Omega-3 Fortification of Marinara Sauce

Hannah Collie, Mary Andreae, MS, RD, LDN, W. Andrew Clark, PhD, RD, LDN, Department of Rehabilitative Science,

College of Clinical and Rehabilitative Health

East Tennessee State University,

Johnson City, Tennessee

In westernized culture, there is a deficit of healthy fats in the average person’s diet. This is evidenced by many different conditions such as cardiovascular disease, cancer, and chronic inflammatory issues. The “Mediterranean Diet” has been shown as an ideal way to combat these health issues.The diet promotes fish as a protein source and a way to consume essential polyunsaturated fatty acids. Due to location and trends, fish is less often a main component of the western diet.This study investigated ways to fortify a more commonly consumed food in western culture, marinara sauce, with flaxseed oil, walnut oil, and anchovies. These fortified marinara sauces were compared to a commercial sauce, Paul Newman’s Marinara for nutritional content. We hypothesize that adding omega-3 rich ingredients to a base marinara sauce recipe will significantly vary the fatty acid profile and increase the amount of omega-3 fatty acids as well as decrease the omega-6 to omega-3 fatty acid ratio. Sauces were prepared and analyzed for nutrient content using proximate analysis methods. Preparation included cooking and freeze drying the variants. Nutrient content tests performed included: bomb calorimetry, Kjeldahl protein analysis, Soxhlet fat analysis, ash inorganic analysis, FRAP Assay for antioxidant content, and gas chromatography to characterize fatty acid composition. Each variant sauce had a fatty acid profile that was unique. Two of the three variants showed a better omega-6 to omega-3 fatty acid ratio than the (control) Paul Newman’s sauce. Samples with the highest to lowest omega-6 to omega-3 ratio were respectively, flaxseed oil, Paul Newman’s commercial sauce, walnut oil, and anchovy.
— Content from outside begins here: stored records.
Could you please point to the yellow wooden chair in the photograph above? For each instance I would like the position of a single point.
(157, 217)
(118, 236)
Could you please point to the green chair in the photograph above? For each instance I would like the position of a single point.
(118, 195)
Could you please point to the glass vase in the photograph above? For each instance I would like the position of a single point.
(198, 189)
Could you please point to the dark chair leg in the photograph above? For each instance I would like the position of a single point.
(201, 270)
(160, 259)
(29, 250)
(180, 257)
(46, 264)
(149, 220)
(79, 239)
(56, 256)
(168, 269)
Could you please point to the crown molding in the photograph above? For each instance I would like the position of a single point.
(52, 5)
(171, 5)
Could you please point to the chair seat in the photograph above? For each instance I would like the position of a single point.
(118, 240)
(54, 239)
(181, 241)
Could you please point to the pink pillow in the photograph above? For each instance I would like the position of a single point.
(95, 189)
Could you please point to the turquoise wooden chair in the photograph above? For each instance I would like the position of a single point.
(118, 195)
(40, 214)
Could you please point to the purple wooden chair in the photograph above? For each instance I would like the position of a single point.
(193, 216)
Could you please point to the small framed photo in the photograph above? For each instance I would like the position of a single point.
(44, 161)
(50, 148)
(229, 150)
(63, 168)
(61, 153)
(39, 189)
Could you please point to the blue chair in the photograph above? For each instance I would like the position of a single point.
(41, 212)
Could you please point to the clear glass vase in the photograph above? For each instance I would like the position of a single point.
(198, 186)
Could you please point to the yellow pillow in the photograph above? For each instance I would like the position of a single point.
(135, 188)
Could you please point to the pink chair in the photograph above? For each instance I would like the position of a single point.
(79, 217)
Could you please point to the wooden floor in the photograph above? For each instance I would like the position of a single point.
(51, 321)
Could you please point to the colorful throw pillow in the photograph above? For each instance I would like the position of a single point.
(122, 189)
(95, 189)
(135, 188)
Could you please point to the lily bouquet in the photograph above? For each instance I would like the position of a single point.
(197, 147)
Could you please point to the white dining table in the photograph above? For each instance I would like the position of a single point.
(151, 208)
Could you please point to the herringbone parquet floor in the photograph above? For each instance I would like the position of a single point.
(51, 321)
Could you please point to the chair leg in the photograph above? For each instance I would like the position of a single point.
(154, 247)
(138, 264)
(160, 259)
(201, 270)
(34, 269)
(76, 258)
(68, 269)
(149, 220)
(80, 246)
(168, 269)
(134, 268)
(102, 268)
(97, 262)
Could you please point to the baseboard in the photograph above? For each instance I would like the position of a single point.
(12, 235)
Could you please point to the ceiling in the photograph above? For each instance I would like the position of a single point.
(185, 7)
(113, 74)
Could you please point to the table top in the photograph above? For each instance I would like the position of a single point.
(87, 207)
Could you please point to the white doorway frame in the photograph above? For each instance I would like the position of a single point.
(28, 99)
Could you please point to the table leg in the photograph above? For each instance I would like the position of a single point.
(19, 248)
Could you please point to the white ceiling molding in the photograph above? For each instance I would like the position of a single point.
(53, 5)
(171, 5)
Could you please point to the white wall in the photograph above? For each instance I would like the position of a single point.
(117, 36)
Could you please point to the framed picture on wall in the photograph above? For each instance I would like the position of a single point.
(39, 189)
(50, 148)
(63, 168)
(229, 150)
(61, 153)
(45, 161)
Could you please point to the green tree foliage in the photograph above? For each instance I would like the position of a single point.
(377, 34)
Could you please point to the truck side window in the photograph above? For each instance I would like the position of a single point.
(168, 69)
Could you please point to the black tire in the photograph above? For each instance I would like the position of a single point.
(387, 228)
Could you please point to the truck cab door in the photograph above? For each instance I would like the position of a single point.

From gas chromatography, omega three fatty acid composition as a percentage of total fatty acids were approximately in the flaxseed oil variant, 21% in the Paul Newman’s sauce, 30% in the walnut oil variant, and 81% in the anchovy variant. Two of three variant sauces, walnut and anchovy, when compared to the commercial Paul Newman's sauce, showed more favorable omega-3 fatty acid content and lower omega-6 to omega-3 fatty acid ratios. Unexpectedly, the flaxseed oil variant had less omega three fatty acids and a higher omega-6 to omega-3 fatty acid ratio than the commercial sauce. In conclusion, simple additions of omega-3 ingredients to marinara sauce can decrease the omega-6 to omega-3 fatty acid ratio in the diet.